But the fallout is bound to heap pressure on Russian Sports Minister Vitaly Mutko (pictured), who is also the country’s top official at FIFA and, more importantly, head of the local organizing committee for the World Cup. If, as has been reported, officials directly implicated in the World Anti-Doping Agency inquiry report are suspended by Russian authorities, that could potentially mean Mutko, sports minister since 2008, being taken out of the picture since he is head of the government ministry that allegedly controlled the manipulation of tainted Russian samples across summer and winter sports.
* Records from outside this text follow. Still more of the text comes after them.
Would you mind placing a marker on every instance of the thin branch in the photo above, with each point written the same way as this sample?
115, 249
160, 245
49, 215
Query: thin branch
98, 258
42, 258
The investigation by Canadian lawyer Richard McLaren did not provide evidence of precise involvement by Mutko to protect cheating athletes but pulled no punches quoting Russian whistleblower Grigory Rodchenkov, former director of the Moscow anti-doping laboratory and now in hiding in the United States, as saying it was “inconceivable” that Mutko did not know about the whole doping system.
The latest scandal is the last thing World Cup organisers need with attention on and off the pitch now firmly on 2018 following the end of Euro 2016 in France. Demands to strip Russia as World Cup hosts seem bound to intensify if the nation is barred from the Rio Olympics.
WADA urged FIFA to take action following the role Mutko played within the system. “WADA urges the FIFA ethics committee to look into the allegations concerning football and the role played by this member,” said a statement.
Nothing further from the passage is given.